Change for Good: The Tailor Project Yesterday and Today
Paul Klein
Impact Leadership Advisor | Entrepreneur | #1 Trending Forbes Author | Best-Selling Author
The important role that Canadian businesses play addressing social problems has its roots in the Tailor Project, an initiative that helped Holocaust survivors rebuild their lives in this country after World War II.
After the war leaders from Canada’s garment industry recognized the opportunity to help Holocaust survivors who were languishing in displaced persons camps across Europe. Industry leaders, with the support of the Canadian Jewish Congress and organized labour unions, collaborated to bring twenty-five hundred Holocaust survivors to Canada and provide them with employment for one year to help them succeed in this country. Many of these people were tailors before the war while many others, desperate to escape from deplorable conditions in the DP camps, had never sewed but convinced the selection team that they had.
The Tailor Project was led by Max Enkin, the CEO of Hamilton-based Coppley, Noyes & Randall, more widely known as Cambridge Clothes. In addition to the Tailor Project, progressive initiatives that Enkin spearheaded included creating a welfare and pension fund for the Amalgamated Clothing Workers and creating the Industrial Standards Act for the Men’s Clothing Industry in Ontario.
Max’s son Larry helped grow Coppley from sixty to more than six hundred employees and built on his father’s pioneering work in ensuring that the business was successful beyond making a profit. In addition to continuing to put a priority on hiring newcomers, Larry was responsible for other progressive business initiatives including implementing an on-site “vestibule” training program for employees new to Canada that helped them learn their trade in safe, supportive conditions at the factory in Hamilton, providing medical and social service support for employees, and contributing generously to the community.
Three years ago, Larry asked if I could help him find the people who came to Canada with the Tailor Project and understand how this initiative came to be and how it impacted lives of the survivors who were brought to this country. We were able to uncover the experiences of tailors who came to the Canada with the Tailor Project and their stories are shared for the first time in The Tailor Project: How 2500 Holocaust Survivors Found A New Life In Canada, a new book written by Andrea Knight, Paula Draper and Nicole Bryck and published by Second Story Press.

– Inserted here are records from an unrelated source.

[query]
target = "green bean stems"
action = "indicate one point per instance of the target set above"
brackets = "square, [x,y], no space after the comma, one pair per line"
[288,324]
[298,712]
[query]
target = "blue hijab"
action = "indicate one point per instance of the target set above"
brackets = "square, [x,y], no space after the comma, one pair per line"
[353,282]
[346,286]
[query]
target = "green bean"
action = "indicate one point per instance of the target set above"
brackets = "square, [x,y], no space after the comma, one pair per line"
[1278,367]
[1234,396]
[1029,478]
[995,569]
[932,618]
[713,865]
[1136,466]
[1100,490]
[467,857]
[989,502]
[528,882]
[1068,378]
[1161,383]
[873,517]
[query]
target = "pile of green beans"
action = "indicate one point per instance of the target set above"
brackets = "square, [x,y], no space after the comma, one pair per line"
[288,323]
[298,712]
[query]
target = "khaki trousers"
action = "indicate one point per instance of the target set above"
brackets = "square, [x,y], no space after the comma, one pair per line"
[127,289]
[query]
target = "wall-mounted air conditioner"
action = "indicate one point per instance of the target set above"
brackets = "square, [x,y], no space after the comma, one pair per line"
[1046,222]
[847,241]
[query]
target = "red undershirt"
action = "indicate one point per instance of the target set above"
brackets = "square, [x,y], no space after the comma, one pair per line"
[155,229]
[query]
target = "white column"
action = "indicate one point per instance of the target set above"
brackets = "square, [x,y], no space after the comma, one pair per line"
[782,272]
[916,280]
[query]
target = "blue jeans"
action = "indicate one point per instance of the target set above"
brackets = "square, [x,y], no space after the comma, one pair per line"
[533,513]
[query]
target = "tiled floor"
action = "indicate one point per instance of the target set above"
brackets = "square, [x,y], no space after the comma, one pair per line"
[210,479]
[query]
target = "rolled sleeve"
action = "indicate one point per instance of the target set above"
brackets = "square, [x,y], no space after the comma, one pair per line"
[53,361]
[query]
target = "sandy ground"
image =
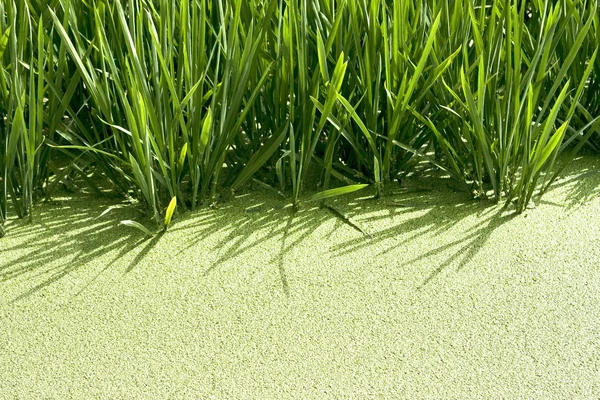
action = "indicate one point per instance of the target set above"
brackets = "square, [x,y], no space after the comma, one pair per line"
[447,298]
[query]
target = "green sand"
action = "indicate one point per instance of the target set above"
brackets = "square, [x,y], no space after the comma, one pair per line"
[449,298]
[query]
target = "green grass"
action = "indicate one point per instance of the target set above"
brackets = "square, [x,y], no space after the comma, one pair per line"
[448,298]
[193,99]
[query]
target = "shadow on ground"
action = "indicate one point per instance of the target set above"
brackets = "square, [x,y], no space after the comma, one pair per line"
[70,233]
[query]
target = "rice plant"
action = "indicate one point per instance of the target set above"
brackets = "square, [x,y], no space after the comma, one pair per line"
[181,103]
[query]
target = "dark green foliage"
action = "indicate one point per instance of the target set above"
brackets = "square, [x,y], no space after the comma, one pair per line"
[190,99]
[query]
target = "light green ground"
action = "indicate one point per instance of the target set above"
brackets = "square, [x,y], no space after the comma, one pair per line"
[449,299]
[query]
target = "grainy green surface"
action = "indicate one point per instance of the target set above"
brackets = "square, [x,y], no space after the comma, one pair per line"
[448,299]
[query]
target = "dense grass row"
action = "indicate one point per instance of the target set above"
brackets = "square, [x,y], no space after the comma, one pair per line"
[190,99]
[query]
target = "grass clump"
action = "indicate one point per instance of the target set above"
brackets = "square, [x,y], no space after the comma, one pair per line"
[191,99]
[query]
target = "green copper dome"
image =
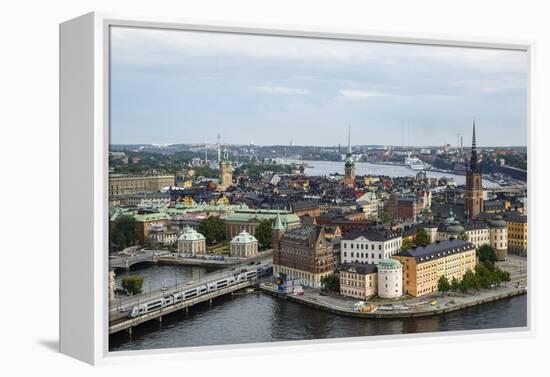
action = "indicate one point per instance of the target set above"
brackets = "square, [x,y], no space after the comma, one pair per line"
[349,160]
[455,228]
[389,264]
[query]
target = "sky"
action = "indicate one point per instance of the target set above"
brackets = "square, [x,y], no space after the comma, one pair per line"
[173,87]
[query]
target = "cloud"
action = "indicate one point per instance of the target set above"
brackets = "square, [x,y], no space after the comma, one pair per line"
[491,85]
[282,90]
[362,94]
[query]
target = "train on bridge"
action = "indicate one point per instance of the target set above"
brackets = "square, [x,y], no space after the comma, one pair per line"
[190,293]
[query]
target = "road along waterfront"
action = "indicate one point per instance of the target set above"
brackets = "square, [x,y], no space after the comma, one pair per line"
[258,317]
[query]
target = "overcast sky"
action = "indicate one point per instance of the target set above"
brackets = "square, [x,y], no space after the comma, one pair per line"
[186,87]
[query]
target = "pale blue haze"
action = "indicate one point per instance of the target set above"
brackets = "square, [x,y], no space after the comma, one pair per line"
[186,87]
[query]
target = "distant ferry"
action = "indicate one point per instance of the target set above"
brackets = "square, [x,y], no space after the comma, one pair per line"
[414,163]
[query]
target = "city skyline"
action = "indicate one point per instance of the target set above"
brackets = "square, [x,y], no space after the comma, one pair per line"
[184,87]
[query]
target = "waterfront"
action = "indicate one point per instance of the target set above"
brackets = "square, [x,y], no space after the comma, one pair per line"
[257,317]
[322,168]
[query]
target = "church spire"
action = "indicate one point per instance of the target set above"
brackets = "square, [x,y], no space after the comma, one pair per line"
[473,157]
[349,140]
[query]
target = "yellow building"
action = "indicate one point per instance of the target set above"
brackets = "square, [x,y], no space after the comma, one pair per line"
[517,232]
[226,171]
[133,184]
[423,266]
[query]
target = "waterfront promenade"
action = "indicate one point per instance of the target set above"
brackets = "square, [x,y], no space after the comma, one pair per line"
[409,307]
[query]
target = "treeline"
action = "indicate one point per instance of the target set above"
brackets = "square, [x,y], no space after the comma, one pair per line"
[486,275]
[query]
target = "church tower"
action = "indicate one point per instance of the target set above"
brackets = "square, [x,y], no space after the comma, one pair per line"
[473,201]
[226,171]
[349,168]
[277,233]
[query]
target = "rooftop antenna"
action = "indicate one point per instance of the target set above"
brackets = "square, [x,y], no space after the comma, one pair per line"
[219,148]
[205,153]
[349,140]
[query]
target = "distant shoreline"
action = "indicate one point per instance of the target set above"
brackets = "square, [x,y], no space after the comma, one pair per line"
[416,313]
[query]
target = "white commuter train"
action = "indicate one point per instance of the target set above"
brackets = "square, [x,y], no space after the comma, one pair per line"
[188,294]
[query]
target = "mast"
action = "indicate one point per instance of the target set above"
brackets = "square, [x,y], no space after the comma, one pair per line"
[219,148]
[473,156]
[349,140]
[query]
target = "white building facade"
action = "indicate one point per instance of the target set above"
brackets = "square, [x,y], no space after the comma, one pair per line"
[369,246]
[390,278]
[191,242]
[243,245]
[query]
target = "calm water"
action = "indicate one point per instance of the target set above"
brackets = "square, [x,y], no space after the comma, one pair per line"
[257,317]
[363,168]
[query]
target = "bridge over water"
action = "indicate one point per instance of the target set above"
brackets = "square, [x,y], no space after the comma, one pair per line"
[119,309]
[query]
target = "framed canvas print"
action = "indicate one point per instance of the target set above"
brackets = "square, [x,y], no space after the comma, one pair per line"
[226,187]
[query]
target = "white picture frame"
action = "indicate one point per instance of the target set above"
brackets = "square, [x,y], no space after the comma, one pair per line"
[84,122]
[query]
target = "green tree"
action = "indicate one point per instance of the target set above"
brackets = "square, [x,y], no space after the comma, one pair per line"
[422,237]
[406,244]
[133,284]
[124,231]
[469,279]
[331,283]
[264,233]
[213,229]
[455,285]
[443,285]
[486,255]
[484,276]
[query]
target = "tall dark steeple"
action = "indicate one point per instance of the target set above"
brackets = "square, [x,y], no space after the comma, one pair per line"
[473,199]
[349,167]
[473,158]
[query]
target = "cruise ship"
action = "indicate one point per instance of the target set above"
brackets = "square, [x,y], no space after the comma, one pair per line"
[414,163]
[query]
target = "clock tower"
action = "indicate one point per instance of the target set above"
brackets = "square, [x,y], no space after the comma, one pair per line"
[473,201]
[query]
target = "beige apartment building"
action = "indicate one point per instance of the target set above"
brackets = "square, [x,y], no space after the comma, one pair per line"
[424,265]
[133,184]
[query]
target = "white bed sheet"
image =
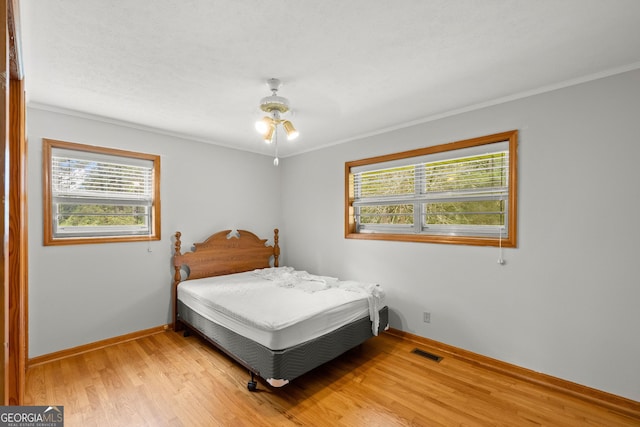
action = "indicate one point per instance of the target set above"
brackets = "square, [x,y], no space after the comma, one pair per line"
[278,313]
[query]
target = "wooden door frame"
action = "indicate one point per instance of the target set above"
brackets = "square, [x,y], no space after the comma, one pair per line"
[13,225]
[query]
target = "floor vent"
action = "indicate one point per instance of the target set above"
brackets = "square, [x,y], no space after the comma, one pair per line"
[426,355]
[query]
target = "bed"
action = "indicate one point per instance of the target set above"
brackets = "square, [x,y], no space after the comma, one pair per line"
[221,291]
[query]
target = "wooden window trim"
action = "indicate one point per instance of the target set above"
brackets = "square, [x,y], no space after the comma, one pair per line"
[510,241]
[49,239]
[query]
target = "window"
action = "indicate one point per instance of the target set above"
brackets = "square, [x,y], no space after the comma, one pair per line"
[94,194]
[463,192]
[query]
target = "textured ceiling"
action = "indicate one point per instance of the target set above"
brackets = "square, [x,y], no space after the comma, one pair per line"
[197,68]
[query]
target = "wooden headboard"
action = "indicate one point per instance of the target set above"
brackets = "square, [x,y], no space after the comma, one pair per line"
[222,253]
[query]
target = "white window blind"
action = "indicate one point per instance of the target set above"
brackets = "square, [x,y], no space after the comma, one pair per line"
[99,194]
[460,192]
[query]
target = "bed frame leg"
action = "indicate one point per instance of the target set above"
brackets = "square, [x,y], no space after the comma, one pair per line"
[252,385]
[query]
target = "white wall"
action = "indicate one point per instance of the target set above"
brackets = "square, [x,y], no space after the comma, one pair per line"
[566,301]
[85,293]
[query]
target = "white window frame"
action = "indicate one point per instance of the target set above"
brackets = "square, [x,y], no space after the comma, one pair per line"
[146,201]
[503,235]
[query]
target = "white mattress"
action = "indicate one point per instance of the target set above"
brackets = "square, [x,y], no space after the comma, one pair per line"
[280,307]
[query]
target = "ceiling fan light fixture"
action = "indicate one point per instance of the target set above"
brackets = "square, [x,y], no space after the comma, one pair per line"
[291,131]
[275,106]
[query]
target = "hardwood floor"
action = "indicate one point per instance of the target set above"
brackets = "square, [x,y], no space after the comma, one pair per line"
[167,380]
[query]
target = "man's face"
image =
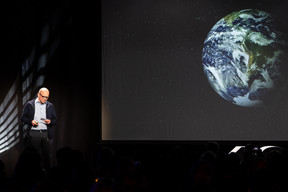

The actions Canadian businesses took to establish the Tailor Project helped the tailors and their families to rebuild their lives in Canada. More than seventy years ago business leaders recognized the core elements of what we now call corporate social responsibility: providing secure employment to people in need, embracing diversity and supporting the health and welfare of employees. A priority that the COVID-19 crisis has made even more important.
The Tailor Project is also emblematic of how our values as Canadians should be reflected in the way businesses in this country help to solve social problems. Acceptance, tolerance, empathy and collaboration are core to how we define ourselves as Canadians and should be central to how our businesses act to address social problems – as was done during the Tailor Project.
In 2001, Larry offered to mentor me when I started Impakt, a firm with the mission of helping businesses benefit from solving social problems. At that time, despite the actions of companies such as The Body Shop and Ben & Jerry’s, the social purpose of business was an afterthought. For almost 20 years, I’ve had the benefit of learning how business can contribute to society from someone who did this long before this was recognized as the priority it is today. The ways in which Impakt has contributed to social change would not have happened without Larry’s guidance.
“Most of us are the sons and daughters of immigrants to this country. Your fathers and mothers did not land in homes with tiled bathroom, large recreation rooms and innumerable bedrooms. They most likely were housed by friends who helped them establish themselves,” said Max Enkin. “Hospitality and looking after the homeless is or was an age-old tradition of our people. Let us copy and follow their example.”